Summary from Goodreads:
The talents responsible for some of Batman’s greatest tales, Frank Miller (BATMAN: THE DARK KNIGHT RETURNS, Sin City) and Jim Lee (BATMAN: HUSH) team up for the first time to bring you Batman and Robin like you’ve never seen them before in this reinvention of these classic characters.
All hell breaks loose at the circus as Bruce Wayne and gal pal Vicki Vale witness a young boy’s life shattered before their eyes. Orphaned, Dick Grayson has nowhere to go and no one to turn to — no one but Bruce Wayne! Expect action, adventure, guest-stars and the unexpected as Miller and Lee deliver the ultimate tales of the Dynamic Duo!
“What, are you dense? Are you retarded or something? Who the hell do you think I am? I’m the goddamn Batman!”
It is safe to say, this version of Batman is not the one we all know and love. As a matter of fact, as Frank Miller so eloquently puts it, he is not Batman. He is the Goddamn Batman (Be mindful of this but the ‘Goddamn Batman’ line or some variation of it, is used quite frequently in this book, so every now and then, I might utilize it as joke of sorts. You have been warned…Goddamn).
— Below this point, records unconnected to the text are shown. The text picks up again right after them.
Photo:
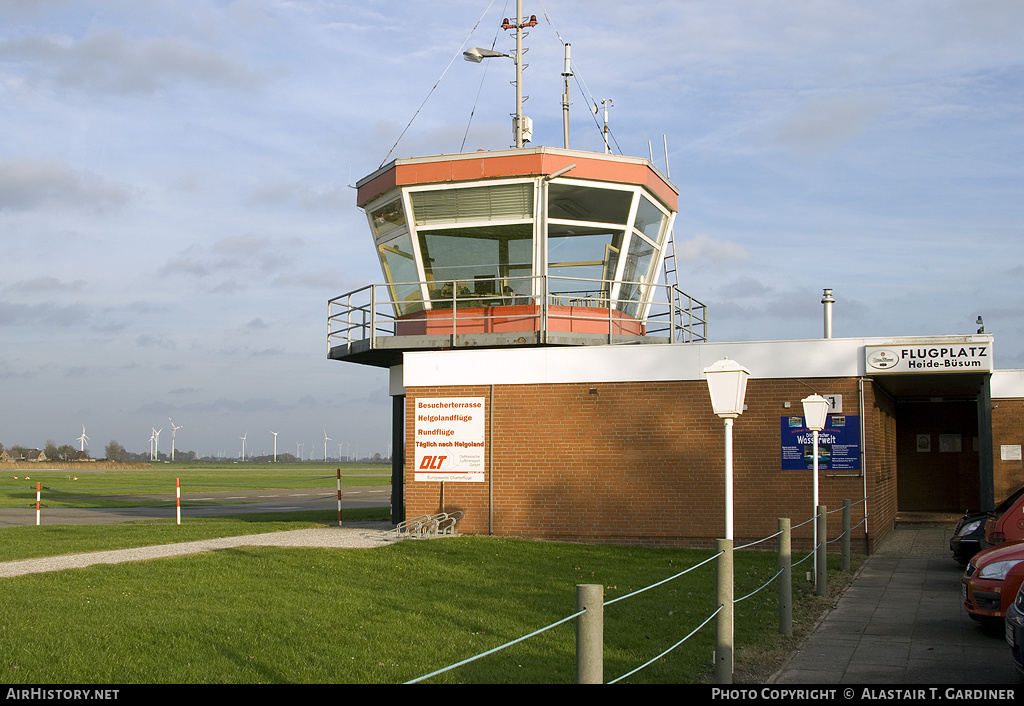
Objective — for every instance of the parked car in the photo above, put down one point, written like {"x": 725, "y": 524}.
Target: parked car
{"x": 1007, "y": 526}
{"x": 1014, "y": 626}
{"x": 991, "y": 581}
{"x": 969, "y": 537}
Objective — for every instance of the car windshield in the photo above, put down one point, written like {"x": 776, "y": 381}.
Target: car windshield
{"x": 1008, "y": 503}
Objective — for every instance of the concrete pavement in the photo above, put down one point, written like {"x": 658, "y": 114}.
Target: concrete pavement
{"x": 901, "y": 622}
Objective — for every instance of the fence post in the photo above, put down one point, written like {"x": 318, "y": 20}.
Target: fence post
{"x": 846, "y": 535}
{"x": 820, "y": 581}
{"x": 590, "y": 633}
{"x": 723, "y": 625}
{"x": 784, "y": 577}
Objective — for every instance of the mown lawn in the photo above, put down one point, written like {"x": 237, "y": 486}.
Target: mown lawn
{"x": 372, "y": 616}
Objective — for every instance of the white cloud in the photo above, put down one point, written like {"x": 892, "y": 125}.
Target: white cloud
{"x": 111, "y": 60}
{"x": 28, "y": 184}
{"x": 702, "y": 247}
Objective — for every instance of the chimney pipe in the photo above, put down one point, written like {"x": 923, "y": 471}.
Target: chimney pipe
{"x": 827, "y": 300}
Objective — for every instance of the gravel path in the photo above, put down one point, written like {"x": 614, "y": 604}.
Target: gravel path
{"x": 366, "y": 535}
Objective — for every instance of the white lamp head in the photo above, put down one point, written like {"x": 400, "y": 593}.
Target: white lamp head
{"x": 815, "y": 412}
{"x": 727, "y": 384}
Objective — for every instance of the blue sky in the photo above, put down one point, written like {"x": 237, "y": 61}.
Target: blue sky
{"x": 175, "y": 201}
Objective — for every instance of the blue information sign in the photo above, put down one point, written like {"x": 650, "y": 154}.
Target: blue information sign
{"x": 839, "y": 444}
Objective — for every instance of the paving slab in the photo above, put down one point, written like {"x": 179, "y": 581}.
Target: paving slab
{"x": 901, "y": 622}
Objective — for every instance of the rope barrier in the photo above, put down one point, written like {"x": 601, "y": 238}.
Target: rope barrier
{"x": 671, "y": 578}
{"x": 650, "y": 662}
{"x": 498, "y": 649}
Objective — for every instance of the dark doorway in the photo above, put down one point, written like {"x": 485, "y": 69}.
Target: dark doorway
{"x": 937, "y": 456}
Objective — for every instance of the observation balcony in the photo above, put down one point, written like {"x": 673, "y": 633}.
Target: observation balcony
{"x": 364, "y": 326}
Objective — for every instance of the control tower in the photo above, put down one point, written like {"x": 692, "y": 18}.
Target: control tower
{"x": 523, "y": 247}
{"x": 530, "y": 246}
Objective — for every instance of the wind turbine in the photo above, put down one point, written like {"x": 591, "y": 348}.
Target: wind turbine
{"x": 173, "y": 432}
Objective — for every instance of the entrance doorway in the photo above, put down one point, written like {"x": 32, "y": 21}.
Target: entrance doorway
{"x": 942, "y": 422}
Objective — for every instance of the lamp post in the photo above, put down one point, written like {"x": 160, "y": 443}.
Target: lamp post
{"x": 476, "y": 54}
{"x": 815, "y": 412}
{"x": 727, "y": 385}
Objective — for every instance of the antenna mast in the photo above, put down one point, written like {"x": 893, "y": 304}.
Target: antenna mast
{"x": 594, "y": 110}
{"x": 567, "y": 75}
{"x": 521, "y": 125}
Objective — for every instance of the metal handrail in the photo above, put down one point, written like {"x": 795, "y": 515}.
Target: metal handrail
{"x": 364, "y": 315}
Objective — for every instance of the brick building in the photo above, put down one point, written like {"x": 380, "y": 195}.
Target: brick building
{"x": 546, "y": 384}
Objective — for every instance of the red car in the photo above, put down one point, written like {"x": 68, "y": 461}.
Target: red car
{"x": 992, "y": 579}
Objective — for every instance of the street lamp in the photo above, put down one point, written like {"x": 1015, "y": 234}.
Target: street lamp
{"x": 727, "y": 385}
{"x": 522, "y": 125}
{"x": 815, "y": 412}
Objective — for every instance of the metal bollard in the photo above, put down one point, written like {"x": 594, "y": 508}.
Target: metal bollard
{"x": 590, "y": 633}
{"x": 821, "y": 580}
{"x": 724, "y": 632}
{"x": 846, "y": 535}
{"x": 784, "y": 577}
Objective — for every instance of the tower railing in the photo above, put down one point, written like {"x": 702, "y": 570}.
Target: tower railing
{"x": 544, "y": 303}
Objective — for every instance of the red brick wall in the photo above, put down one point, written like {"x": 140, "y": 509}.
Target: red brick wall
{"x": 1008, "y": 428}
{"x": 643, "y": 462}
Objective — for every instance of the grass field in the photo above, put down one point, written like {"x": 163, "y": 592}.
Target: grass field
{"x": 88, "y": 486}
{"x": 355, "y": 616}
{"x": 372, "y": 616}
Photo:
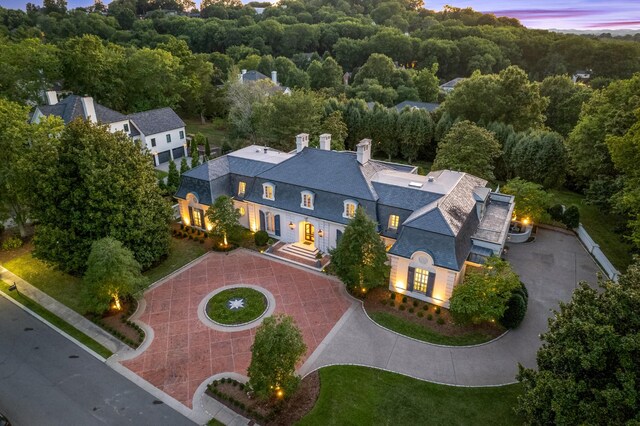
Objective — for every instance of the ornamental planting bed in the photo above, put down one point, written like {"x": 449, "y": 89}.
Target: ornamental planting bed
{"x": 424, "y": 321}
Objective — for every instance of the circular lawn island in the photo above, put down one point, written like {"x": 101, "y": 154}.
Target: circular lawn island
{"x": 236, "y": 306}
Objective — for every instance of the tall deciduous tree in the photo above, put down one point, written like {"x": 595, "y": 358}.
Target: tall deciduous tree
{"x": 468, "y": 148}
{"x": 360, "y": 257}
{"x": 588, "y": 370}
{"x": 223, "y": 216}
{"x": 531, "y": 200}
{"x": 113, "y": 274}
{"x": 276, "y": 350}
{"x": 484, "y": 294}
{"x": 91, "y": 184}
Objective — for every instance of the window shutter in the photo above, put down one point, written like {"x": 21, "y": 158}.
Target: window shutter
{"x": 410, "y": 276}
{"x": 263, "y": 221}
{"x": 431, "y": 279}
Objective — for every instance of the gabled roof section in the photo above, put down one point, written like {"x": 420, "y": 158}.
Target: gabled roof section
{"x": 71, "y": 108}
{"x": 448, "y": 214}
{"x": 157, "y": 121}
{"x": 329, "y": 171}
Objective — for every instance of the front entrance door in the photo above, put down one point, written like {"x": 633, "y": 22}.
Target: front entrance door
{"x": 309, "y": 233}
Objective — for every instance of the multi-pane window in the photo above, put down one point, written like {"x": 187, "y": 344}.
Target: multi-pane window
{"x": 307, "y": 200}
{"x": 267, "y": 191}
{"x": 394, "y": 220}
{"x": 349, "y": 209}
{"x": 420, "y": 279}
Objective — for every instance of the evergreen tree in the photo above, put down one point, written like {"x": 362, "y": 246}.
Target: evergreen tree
{"x": 173, "y": 179}
{"x": 360, "y": 257}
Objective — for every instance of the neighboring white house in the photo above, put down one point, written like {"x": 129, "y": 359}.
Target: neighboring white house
{"x": 160, "y": 130}
{"x": 433, "y": 226}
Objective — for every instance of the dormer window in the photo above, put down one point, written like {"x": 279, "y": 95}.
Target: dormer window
{"x": 268, "y": 191}
{"x": 349, "y": 209}
{"x": 307, "y": 200}
{"x": 394, "y": 221}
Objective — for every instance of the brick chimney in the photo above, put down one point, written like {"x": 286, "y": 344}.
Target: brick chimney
{"x": 89, "y": 109}
{"x": 364, "y": 151}
{"x": 52, "y": 97}
{"x": 325, "y": 142}
{"x": 302, "y": 141}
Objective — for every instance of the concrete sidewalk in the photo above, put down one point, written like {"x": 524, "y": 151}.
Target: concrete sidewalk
{"x": 60, "y": 310}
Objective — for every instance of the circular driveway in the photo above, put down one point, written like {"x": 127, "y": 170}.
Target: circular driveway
{"x": 185, "y": 351}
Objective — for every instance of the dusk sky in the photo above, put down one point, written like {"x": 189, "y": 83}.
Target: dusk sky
{"x": 561, "y": 14}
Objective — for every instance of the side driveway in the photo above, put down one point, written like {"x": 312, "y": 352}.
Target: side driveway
{"x": 550, "y": 267}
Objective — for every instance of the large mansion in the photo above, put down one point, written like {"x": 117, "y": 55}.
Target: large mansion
{"x": 161, "y": 131}
{"x": 433, "y": 225}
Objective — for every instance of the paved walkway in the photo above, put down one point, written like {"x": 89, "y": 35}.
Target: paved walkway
{"x": 550, "y": 267}
{"x": 60, "y": 310}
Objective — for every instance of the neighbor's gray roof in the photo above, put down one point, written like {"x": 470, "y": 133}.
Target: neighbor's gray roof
{"x": 452, "y": 83}
{"x": 429, "y": 106}
{"x": 71, "y": 108}
{"x": 253, "y": 75}
{"x": 156, "y": 120}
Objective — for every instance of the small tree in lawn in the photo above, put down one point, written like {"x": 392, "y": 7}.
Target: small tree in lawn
{"x": 276, "y": 350}
{"x": 173, "y": 179}
{"x": 223, "y": 216}
{"x": 360, "y": 259}
{"x": 184, "y": 166}
{"x": 112, "y": 275}
{"x": 484, "y": 294}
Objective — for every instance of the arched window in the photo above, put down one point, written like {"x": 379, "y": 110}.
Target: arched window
{"x": 306, "y": 199}
{"x": 350, "y": 207}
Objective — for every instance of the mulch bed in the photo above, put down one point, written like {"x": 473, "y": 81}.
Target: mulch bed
{"x": 279, "y": 413}
{"x": 373, "y": 303}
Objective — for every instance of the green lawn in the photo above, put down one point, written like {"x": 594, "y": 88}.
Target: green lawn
{"x": 66, "y": 288}
{"x": 215, "y": 131}
{"x": 364, "y": 396}
{"x": 411, "y": 329}
{"x": 254, "y": 305}
{"x": 57, "y": 321}
{"x": 600, "y": 226}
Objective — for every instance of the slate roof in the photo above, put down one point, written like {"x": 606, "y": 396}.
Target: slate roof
{"x": 156, "y": 120}
{"x": 71, "y": 108}
{"x": 428, "y": 106}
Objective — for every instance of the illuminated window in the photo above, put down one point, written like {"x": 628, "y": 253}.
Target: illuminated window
{"x": 268, "y": 191}
{"x": 420, "y": 279}
{"x": 349, "y": 209}
{"x": 307, "y": 200}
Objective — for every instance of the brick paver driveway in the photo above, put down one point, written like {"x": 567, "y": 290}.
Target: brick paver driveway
{"x": 185, "y": 352}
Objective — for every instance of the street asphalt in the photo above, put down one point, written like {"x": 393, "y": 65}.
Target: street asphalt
{"x": 45, "y": 379}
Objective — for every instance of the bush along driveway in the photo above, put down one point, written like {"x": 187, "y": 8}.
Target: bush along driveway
{"x": 550, "y": 267}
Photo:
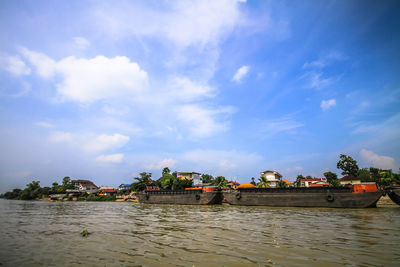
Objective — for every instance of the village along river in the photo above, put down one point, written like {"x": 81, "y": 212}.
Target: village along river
{"x": 36, "y": 233}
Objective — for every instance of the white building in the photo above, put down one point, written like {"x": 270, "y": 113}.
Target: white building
{"x": 272, "y": 177}
{"x": 194, "y": 176}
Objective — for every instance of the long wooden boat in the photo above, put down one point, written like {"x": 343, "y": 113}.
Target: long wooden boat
{"x": 357, "y": 196}
{"x": 184, "y": 197}
{"x": 394, "y": 194}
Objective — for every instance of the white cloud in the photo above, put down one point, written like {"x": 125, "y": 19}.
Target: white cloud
{"x": 107, "y": 142}
{"x": 327, "y": 104}
{"x": 111, "y": 158}
{"x": 283, "y": 124}
{"x": 14, "y": 65}
{"x": 81, "y": 42}
{"x": 240, "y": 74}
{"x": 45, "y": 66}
{"x": 187, "y": 89}
{"x": 221, "y": 162}
{"x": 44, "y": 124}
{"x": 87, "y": 80}
{"x": 61, "y": 137}
{"x": 325, "y": 60}
{"x": 170, "y": 163}
{"x": 180, "y": 22}
{"x": 383, "y": 162}
{"x": 316, "y": 81}
{"x": 202, "y": 121}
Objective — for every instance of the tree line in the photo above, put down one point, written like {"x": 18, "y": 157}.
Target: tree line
{"x": 349, "y": 167}
{"x": 33, "y": 190}
{"x": 170, "y": 181}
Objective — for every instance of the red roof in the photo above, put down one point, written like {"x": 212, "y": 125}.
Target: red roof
{"x": 348, "y": 178}
{"x": 319, "y": 185}
{"x": 312, "y": 180}
{"x": 109, "y": 190}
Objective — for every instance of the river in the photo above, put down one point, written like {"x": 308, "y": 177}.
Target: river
{"x": 37, "y": 233}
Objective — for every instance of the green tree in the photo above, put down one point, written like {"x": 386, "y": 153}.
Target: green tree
{"x": 166, "y": 170}
{"x": 330, "y": 177}
{"x": 220, "y": 181}
{"x": 298, "y": 180}
{"x": 335, "y": 183}
{"x": 281, "y": 184}
{"x": 263, "y": 182}
{"x": 374, "y": 172}
{"x": 364, "y": 175}
{"x": 348, "y": 165}
{"x": 385, "y": 178}
{"x": 167, "y": 181}
{"x": 142, "y": 181}
{"x": 207, "y": 178}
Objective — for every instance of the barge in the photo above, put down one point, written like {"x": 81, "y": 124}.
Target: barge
{"x": 195, "y": 196}
{"x": 394, "y": 194}
{"x": 356, "y": 196}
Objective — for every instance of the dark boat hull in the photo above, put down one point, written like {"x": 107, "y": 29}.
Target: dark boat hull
{"x": 394, "y": 194}
{"x": 181, "y": 197}
{"x": 299, "y": 197}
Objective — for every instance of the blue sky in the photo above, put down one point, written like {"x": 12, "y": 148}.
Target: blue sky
{"x": 103, "y": 91}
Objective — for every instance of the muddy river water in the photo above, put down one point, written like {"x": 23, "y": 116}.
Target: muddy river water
{"x": 40, "y": 233}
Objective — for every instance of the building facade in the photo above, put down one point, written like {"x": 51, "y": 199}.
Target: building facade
{"x": 273, "y": 177}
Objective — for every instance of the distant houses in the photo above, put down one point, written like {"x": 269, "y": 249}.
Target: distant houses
{"x": 273, "y": 177}
{"x": 85, "y": 186}
{"x": 349, "y": 180}
{"x": 194, "y": 176}
{"x": 313, "y": 182}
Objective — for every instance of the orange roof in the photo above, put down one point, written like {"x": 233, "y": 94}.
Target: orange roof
{"x": 247, "y": 185}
I am all for new takes on old characters, and Batman happens to be one of the oldest of the popular line of comic characters (this list is composed of Superman, Batman, Green Lantern, and Spider-Man. Teams do not count). And who better to re-imagine Batman for a new generation then Frank Miller, the literary genius behind ‘The Dark Knight Returns’. His work on ‘The Dark Knight Returns’ is what helped to make Batman relevant to the generation of comic book readers in the 80’s. Batman needed a fresh look and although that fresh look happened to make Batman grizzled and old, he still was given an extra layer of complexity and intrigue on top of what already exists Gotham City’s Dark Avenger (If you don’t believe me, go ahead and read my review of the Dark Knight Returns). However, it would seem lightning cannot strike twice as All Star Batman just fell short of expectations. Perhaps that is a gross understatement; it god damn backfired.
In this take of Batman and Robin, Frank Miller utilized gratuitous amounts of sexuality and violence to differentiate this version of Batman from his own or from other iterations. I might want to mention that this Batman is non canon, meaning he is a part of his own universe. This is an origins tale of how Batman came to have Dick Grayson, aka Robin, as his ward. I had high hopes for this book since I am a huge fan of Frank Miller’s work (300, Sin City, Daredevil, Dark Knight Returns), but to amp up the sex, violence and language in a shock and awe tactic….very tasteless. I was left shaking my head at many panels because of how Batman happened to be portrayed. He was a rude, brutish and heartless bastard, as evident by the opening quote of my review. That line was uttered by Batman to Robin. Please, let me know if I missed something but as far as I remember, Batman never talked to Robin that way in any other way he has been portrayed. I am all for taking a creative license with characters, but to so blatantly deviate from what has always been portrayed as the essence of a character is something I take issue with. The opening pages of the first issue of this series featured a scantly clad Vickie Vale and an up close shot of her …ahem…assets. From that moment on, things were not right with Gotham City. I am all for sex. I am all for violence. I am all for sex and violence god damn it….but everything has its place and things are to be used in moderation. All these elements were just used at Miller’s leisure and for the sake of being edgy and different. The Frank Miller I know does not try to do something just for the sake of shock and awe, he does something because it will make for a better story. This was not that better story.
But all hope was not lost! Oh me of little faith….it was pretty to look at. Jim Lee provided the artwork and if any of you are aware of Jim Lee (or happened to look at the picture provided above, you can understand the immaculate detail put into the story. The characters were not exaggerated and drawn realistically, whilst also having a dark and rough feel to them. This was the best aspect to an otherwise dismal book, god damn it.
I had high hopes for this book but it would seem the only thing high was Frank Miller himself. If you want to be offended by Batman, read this book. Otherwise, go pick up All Star Superman.